It was always clear that the huge  expansion of the Churchill Hospital, in Headington, and creation of a vast research area along Old Road and the Park Hospital was always going to be a mixed blessing, at least for Headington residents.


While boosting the local economy and providing cancer patients and others with some of the best health facilities in the country, these major developments were always going to worsen the already appalling levels of traffic congestion.


Oxfordshire County Council is to be applauded in that it has recognised this fact and is setting out options at the earliest opportunity to try to resolve the problem in its Oxford Transport Strategy, as part of fourth Local Transport Plan.


But it is difficult to see why it is producing maps showing a bus route cutting across one of the city’s most treasured nature areas, the Lye Valley, which would also cross golf fairways at Southfield.
 Even the directors of the golf club knew nothing about this idea until this week, nor it seems did the Friends of Lye Valley. 
 The response from Oxfordshire County Council has been to say that the Lye Valley idea is merely conceptual and that it is keeping all options open as it investigates the idea of rapid transit routes in the so called Eastern Arc.
It even says that its preferred option is to use existing roads.


But with a new routes drawn on maps, and those maps going out for consultation, it is easy to see why people react with understandable alarm. 


 At the same time the county council will have certainly fuelled concern by the bewildering nature of the documents that the public is now being consulted on. 


What was already complicated with so many of the big Connecting Oxfordshire ideas all being lumped together, has been made positively mystifying in a set of documents even those familiar with planning documents will struggle to understand.

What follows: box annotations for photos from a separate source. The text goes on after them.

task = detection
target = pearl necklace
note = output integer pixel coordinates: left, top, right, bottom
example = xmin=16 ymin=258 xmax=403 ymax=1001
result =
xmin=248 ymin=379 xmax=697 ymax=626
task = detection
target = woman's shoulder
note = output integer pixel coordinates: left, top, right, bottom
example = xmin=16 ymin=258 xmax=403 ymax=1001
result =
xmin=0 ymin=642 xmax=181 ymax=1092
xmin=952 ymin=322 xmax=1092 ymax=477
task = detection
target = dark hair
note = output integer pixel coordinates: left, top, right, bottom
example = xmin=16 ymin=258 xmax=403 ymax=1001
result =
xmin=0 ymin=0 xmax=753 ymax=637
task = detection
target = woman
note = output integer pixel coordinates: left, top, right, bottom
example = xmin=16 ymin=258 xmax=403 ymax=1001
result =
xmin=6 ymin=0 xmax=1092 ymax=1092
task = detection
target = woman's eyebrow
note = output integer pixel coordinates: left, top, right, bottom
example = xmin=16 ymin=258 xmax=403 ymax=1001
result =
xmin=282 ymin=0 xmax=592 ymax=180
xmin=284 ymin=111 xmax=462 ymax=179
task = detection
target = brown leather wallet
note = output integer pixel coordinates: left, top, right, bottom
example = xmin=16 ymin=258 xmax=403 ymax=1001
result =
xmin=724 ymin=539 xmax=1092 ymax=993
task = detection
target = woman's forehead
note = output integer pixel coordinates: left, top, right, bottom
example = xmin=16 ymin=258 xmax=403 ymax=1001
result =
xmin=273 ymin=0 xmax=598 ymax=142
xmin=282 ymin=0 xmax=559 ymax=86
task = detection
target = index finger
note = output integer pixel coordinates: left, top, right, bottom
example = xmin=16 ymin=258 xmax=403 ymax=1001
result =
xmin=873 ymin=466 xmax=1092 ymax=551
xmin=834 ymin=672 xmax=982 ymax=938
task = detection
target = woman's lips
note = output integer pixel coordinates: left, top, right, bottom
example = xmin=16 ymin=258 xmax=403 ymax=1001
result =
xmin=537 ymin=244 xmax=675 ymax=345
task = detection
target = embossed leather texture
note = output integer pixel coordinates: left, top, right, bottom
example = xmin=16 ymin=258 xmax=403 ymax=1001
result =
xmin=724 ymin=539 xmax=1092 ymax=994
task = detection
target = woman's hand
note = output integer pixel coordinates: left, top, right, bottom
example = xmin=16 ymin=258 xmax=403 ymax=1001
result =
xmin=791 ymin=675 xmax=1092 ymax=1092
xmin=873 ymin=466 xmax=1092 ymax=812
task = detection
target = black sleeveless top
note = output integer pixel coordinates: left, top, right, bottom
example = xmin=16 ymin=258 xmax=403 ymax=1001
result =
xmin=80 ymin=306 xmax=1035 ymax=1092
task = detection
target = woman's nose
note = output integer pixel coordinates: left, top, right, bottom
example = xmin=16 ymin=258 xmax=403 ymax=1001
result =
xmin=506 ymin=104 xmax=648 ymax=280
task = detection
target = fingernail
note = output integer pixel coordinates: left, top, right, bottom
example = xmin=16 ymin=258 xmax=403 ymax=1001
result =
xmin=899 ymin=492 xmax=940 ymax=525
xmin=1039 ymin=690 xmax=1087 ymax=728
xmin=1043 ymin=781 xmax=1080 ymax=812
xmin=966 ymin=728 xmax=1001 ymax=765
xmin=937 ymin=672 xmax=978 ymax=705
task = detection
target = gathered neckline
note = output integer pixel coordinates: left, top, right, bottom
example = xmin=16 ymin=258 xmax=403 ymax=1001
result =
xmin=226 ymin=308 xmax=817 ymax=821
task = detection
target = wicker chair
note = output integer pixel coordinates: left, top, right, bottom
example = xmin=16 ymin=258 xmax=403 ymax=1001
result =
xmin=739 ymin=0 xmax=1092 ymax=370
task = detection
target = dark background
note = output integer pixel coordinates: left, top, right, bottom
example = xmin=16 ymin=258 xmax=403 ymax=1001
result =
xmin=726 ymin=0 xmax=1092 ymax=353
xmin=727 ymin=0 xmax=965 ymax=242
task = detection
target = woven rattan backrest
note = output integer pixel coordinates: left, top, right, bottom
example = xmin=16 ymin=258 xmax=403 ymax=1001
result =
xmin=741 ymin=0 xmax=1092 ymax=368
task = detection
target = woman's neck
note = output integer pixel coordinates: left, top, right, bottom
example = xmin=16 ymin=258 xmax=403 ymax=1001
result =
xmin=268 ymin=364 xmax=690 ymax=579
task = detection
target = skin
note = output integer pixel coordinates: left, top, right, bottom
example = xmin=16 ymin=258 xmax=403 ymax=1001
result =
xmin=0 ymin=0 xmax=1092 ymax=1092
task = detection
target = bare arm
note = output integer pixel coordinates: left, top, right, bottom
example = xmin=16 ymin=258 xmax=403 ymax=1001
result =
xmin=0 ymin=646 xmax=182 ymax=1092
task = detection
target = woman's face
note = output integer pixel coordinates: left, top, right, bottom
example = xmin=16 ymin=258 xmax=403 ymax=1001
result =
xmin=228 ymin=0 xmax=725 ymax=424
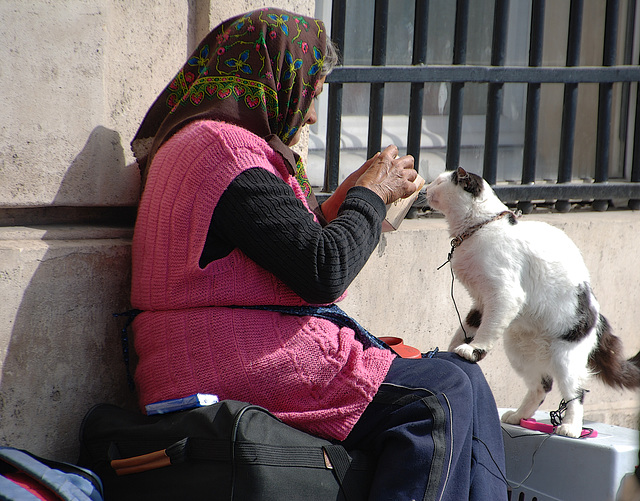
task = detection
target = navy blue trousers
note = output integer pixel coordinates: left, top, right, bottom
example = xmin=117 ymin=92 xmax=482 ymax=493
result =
xmin=343 ymin=352 xmax=507 ymax=501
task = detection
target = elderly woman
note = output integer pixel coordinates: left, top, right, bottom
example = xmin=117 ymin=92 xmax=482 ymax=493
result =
xmin=132 ymin=9 xmax=506 ymax=500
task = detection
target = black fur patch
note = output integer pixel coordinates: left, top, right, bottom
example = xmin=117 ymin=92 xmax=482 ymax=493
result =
xmin=562 ymin=283 xmax=597 ymax=343
xmin=465 ymin=310 xmax=482 ymax=329
xmin=451 ymin=168 xmax=484 ymax=198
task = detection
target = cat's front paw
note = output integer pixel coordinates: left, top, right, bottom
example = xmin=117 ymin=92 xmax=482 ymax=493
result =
xmin=453 ymin=343 xmax=487 ymax=362
xmin=500 ymin=411 xmax=522 ymax=424
xmin=556 ymin=423 xmax=582 ymax=438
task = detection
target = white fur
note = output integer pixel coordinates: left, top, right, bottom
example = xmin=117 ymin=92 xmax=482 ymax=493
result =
xmin=427 ymin=172 xmax=599 ymax=437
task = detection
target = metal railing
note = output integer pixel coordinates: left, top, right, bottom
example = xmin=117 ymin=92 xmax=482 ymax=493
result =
xmin=323 ymin=0 xmax=640 ymax=212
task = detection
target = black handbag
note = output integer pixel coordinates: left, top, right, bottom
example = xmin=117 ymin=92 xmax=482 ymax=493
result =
xmin=78 ymin=400 xmax=374 ymax=501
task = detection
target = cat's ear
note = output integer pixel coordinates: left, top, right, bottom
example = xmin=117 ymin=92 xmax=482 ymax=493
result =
xmin=456 ymin=167 xmax=469 ymax=181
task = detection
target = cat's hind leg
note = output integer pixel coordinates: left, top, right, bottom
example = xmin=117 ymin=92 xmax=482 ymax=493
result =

The section on the Eastern Arc shows Super Premium Transit routes, premium transit routes and connector transit routes, leaving readers with little idea whether we are talking link roads, tracks or bus only lanes. 


 In the present post-Castle Mill climate it is not wise to draw lines across wildlife reserves and green spaces and for a council to then say it is only thinking conceptually.


 As for residents, golfers and anyone who enjoys opens spaces, it would be even more unwise to accept reassurances that producing that map was just a way of keeping their transport and planning officers out of mischief on a quiet afternoon.